Quello dell’industria manifatturiera è un settore in cui la competitività fra aziende è particolarmente accentuata. Le varie imprese, per rimanere al passo con i propri competitor, devono riuscire a combinare qualità del prodotto, prezzi concorrenziali, efficienza produttiva, adattabilità al mercato (flessibilità di adattamento a nuove normative e alle crescenti richieste dei clienti), collaborazione con partner affidabili, attenzione alla sostenibilità ambientale e innovazione tecnologica.

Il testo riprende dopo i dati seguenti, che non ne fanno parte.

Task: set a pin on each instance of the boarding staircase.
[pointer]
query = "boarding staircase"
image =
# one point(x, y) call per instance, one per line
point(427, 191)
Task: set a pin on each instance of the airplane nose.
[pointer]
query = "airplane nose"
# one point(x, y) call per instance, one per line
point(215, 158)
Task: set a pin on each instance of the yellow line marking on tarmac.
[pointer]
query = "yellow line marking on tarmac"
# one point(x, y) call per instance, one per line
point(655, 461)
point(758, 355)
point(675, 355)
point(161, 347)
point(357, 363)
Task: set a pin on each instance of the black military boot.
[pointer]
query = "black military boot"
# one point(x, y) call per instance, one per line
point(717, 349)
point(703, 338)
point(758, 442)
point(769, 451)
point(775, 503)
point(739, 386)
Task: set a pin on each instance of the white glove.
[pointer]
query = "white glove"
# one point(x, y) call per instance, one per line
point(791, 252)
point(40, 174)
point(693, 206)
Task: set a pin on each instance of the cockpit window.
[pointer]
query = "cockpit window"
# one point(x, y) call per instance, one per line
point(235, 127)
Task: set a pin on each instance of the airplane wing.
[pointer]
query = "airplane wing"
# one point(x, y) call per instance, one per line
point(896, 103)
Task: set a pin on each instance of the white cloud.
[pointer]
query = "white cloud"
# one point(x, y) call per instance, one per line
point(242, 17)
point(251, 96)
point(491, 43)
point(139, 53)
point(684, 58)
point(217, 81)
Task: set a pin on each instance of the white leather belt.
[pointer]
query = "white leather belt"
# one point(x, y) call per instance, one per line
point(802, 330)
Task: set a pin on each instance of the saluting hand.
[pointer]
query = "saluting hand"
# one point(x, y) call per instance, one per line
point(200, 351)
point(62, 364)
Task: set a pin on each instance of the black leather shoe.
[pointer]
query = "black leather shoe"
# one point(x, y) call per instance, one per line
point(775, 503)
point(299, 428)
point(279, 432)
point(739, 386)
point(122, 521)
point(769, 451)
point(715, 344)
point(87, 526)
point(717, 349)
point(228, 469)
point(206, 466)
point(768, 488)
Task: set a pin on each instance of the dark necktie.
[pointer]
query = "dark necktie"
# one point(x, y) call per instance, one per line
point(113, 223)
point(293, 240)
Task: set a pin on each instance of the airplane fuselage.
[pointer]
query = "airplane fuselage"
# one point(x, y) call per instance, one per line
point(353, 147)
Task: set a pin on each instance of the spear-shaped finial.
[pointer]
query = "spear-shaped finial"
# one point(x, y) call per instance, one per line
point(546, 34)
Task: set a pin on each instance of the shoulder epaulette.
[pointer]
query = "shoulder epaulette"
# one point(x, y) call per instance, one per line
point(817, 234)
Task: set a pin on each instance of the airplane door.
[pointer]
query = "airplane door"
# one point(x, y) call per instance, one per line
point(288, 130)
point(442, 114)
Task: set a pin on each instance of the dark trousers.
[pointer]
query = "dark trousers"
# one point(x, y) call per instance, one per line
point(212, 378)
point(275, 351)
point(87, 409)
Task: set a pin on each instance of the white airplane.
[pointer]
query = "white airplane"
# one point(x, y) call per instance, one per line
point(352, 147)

Quest’ultimo punto è diventato sempre più importante per realizzare prodotti personalizzati, di elevata qualità, in tempi rapidi e a costi sostenibili. Fra le molte innovazioni tecnologiche che si possono citare, un ruolo importante nell’industria manifatturiera è quello delle stampanti 3D industriali, utilizzate in diversi settori. Il ricorso alla stampa 3D è sempre più diffuso perché le stampanti sono diventate performanti e facilmente implementabili ai sistemi produttivi tradizionali. Per coloro che ancora non conoscono questa tecnologia, proviamo a fornire qualche informazione utile per potersi destreggiare in questo mercato.
Cosa sono le stampanti 3D?
Le stampanti 3D sono hardware in grado di creare oggetti tridimensionali ricorrendo a un processo noto come “additive manufacturing” (produzione o manifattura additiva).
Mentre le stampanti 2D creano documenti o immagini attraverso l’emissione di inchiostro su vari supporti (carta, plastica ecc.), quelle 3D utilizzano il processo additivo depositando un determinato materiale (ce ne sono davvero molti in commercio a seconda delle esigenze), strato dopo strato, fino ad arrivare alla creazione di un determinato oggetto.
Il processo additivo utilizzato dalle stampanti industriali 3D si distingue dai processi produttivi cosiddetti “tradizionali”, come per esempio, quelli sottrattivi quali la fresatura o la tornitura (nei quali si sottrae materiale da una massa grezza fino a ottenere il prodotto voluto) e quelli formativi come per esempio la fusione o la colata.
Libertà di progettazione
La progettazione dell’oggetto che dovrà essere stampato avviene tramite un software CAD 3D e in questa fase è necessario avere ben chiaro il materiale e la scelta tecnologica che verrà adottata per ottenere il prodotto finito, perché ciascun materiale e ciascuna tecnologia hanno caratteristiche specifiche a seconda della destinazione d’uso del proprio progetto. Le tecniche di progettazione additiva, ovvero il Design for additive manufacturing, consentono di creare componenti, semilavorati o prodotti finiti con una diminuzione notevole dell’uso delle materie prime con il vantaggio di ottenere forme complesse molto leggere, design innovativi, infinite personalizzazioni, alta funzionalità e resistenza meccanica.
Quali materiali vengono utilizzati per la stampa 3D?
Le stampanti 3D industriali utilizzano diverse tipologie di materiali, tra quelli più diffusi l’acido polilattico (PLA), il poliuretano termoplastico (TPU), la fibra di carbonio, il filamento di nylon, vetro HSTH, il Kevlar, materiali termoplastici PA 11 e PA12 e molti altri. La scelta del materiale dipende dal tipo di prodotto che si intende realizzare, a seconda se il prodotto dovrà avere resistenza meccanica, al calore oppure essere flessibile.
Perché le stampanti 3D possono offrire un vantaggio competitivo?
Le stampanti industriali 3D di ultima generazione si prestano per sostituire o affiancare il tradizionale impianto produttivo. Con l’additive manufacturing non sarà più necessario creare stampi o assemblare pezzi, la rapidità produttiva di prototipi (si parla appunto di prototipazione rapida) ma anche di prodotti finiti la rende molto versatile, basti pensare che le stampanti industriali possono stampare singoli pezzi o grandi tirature senza alcun problema.
In conclusione, le stampanti 3D possono costituire una valida soluzione per moltissime aziende, non soltanto per quelle manifatturiere, dal momento che consentono di velocizzare il processo produttivo riducendo i costi generali.